Writing a Plugin¶

Ubunye's connector and transform system is fully extensible via Python entry points. Any installed package that declares the right entry points is discovered automatically.

Plugin types¶

Type	Interface	Entry point group
Reader	`ubunye.core.interfaces.Reader`	`ubunye.readers`
Writer	`ubunye.core.interfaces.Writer`	`ubunye.writers`
Transform	`ubunye.core.interfaces.Transform`	`ubunye.transforms`
Monitor	`ubunye.telemetry.monitors.Monitor`	`ubunye.monitors`

Writing a Reader¶

# my_package/readers/my_api.py
from ubunye.core.interfaces import Reader

class MyApiReader(Reader):
    def read(self, cfg: dict, backend) -> "pyspark.sql.DataFrame":
        spark = backend.spark
        url = cfg["url"]
        token = cfg.get("token", "")
        # ... fetch data, convert to Spark DataFrame
        rows = _fetch_all(url, token)
        return spark.createDataFrame(rows)

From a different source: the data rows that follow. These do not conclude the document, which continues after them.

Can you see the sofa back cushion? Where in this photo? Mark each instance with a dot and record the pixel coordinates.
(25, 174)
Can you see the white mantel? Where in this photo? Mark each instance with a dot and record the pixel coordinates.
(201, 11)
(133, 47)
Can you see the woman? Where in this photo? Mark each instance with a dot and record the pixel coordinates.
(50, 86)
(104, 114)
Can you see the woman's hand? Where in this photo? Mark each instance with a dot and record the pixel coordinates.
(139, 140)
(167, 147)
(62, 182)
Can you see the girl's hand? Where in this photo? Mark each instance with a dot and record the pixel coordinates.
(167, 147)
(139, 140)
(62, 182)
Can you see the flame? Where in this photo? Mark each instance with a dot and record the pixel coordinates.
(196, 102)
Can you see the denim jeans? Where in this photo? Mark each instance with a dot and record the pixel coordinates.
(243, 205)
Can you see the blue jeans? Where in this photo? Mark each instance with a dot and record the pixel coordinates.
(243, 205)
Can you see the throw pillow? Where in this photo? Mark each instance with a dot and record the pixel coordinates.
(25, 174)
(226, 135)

cfg is the full IOConfig.model_dump() for this input — includes format, options, and any extra fields declared in the YAML.

Writing a Writer¶

# my_package/writers/my_sink.py
from ubunye.core.interfaces import Writer

class MySinkWriter(Writer):
    def write(self, df: "pyspark.sql.DataFrame", cfg: dict, backend) -> None:
        url = cfg["url"]
        mode = cfg.get("mode", "append")
        # ... write df to your sink
        _send_to_sink(df.toPandas(), url, mode)

Writing a Transform¶

# my_package/transforms/my_transform.py
from ubunye.core.interfaces import Transform

class MyTransform(Transform):
    def apply(
        self,
        inputs: dict,           # {logical_name: DataFrame}
        cfg: dict,              # TransformConfig.params dict
        backend,                # SparkBackend (has .spark)
    ) -> dict:                  # {logical_name: DataFrame}
        df = inputs["source"]
        threshold = cfg.get("threshold", 0.5)
        return {"output": df.filter(f"score > {threshold}")}

Registering via entry points¶

In your package's pyproject.toml:

[project.entry-points."ubunye.readers"]
my_api = "my_package.readers.my_api:MyApiReader"

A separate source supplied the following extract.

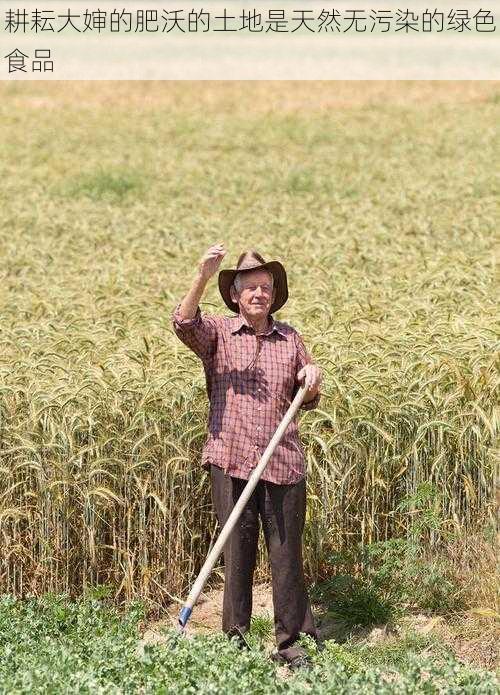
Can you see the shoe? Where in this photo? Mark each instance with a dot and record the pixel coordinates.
(301, 661)
(241, 642)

[project.entry-points."ubunye.writers"]
my_sink = "my_package.writers.my_sink:MySinkWriter"

[project.entry-points."ubunye.transforms"]
my_transform = "my_package.transforms.my_transform:MyTransform"

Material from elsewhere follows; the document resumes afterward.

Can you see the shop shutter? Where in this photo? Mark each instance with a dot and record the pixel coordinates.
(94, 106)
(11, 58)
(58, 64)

After pip install -e . (or publishing to PyPI):

ubunye plugins
# Should list: my_api, my_sink, my_transform

Using your plugin in a config¶

CONFIG:
  inputs:
    data:
      format: my_api          # matches the entry point key
      url: "https://..."
      token: "{{ env.TOKEN }}"

  transform:
    type: my_transform
    params:
      threshold: 0.7

  outputs:
    result:
      format: my_sink
      url: "https://..."

Backend reference¶

The backend argument passed to read, write, and apply is a SparkBackend instance:

backend.spark          # pyspark.sql.SparkSession
backend.spark_conf     # dict of active Spark config

For Spark-free plugins (e.g. pure REST connectors), you can ignore backend.

Testing your plugin¶

Write Spark-free unit tests using mock DataFrames:

import pytest
from my_package.transforms.my_transform import MyTransform

class MockBackend:
    pass

class MockDF:
    def filter(self, expr):
        return self  # stub

def test_apply_passes_threshold():
    t = MyTransform()
    out = t.apply({"source": MockDF()}, {"threshold": 0.5}, MockBackend())
    assert "output" in out

For integration tests with real Spark:

from ubunye.backends.spark_backend import SparkBackend

@pytest.fixture(scope="session")
def spark():
    with SparkBackend(app_name="plugin_test") as be:
        yield be.spark

Publishing¶

Package your plugin as a normal Python package and publish to PyPI. Users install it alongside ubunye-engine:

pip install ubunye-engine my-ubunye-plugin

Entry points are discovered automatically — no code changes required in Ubunye.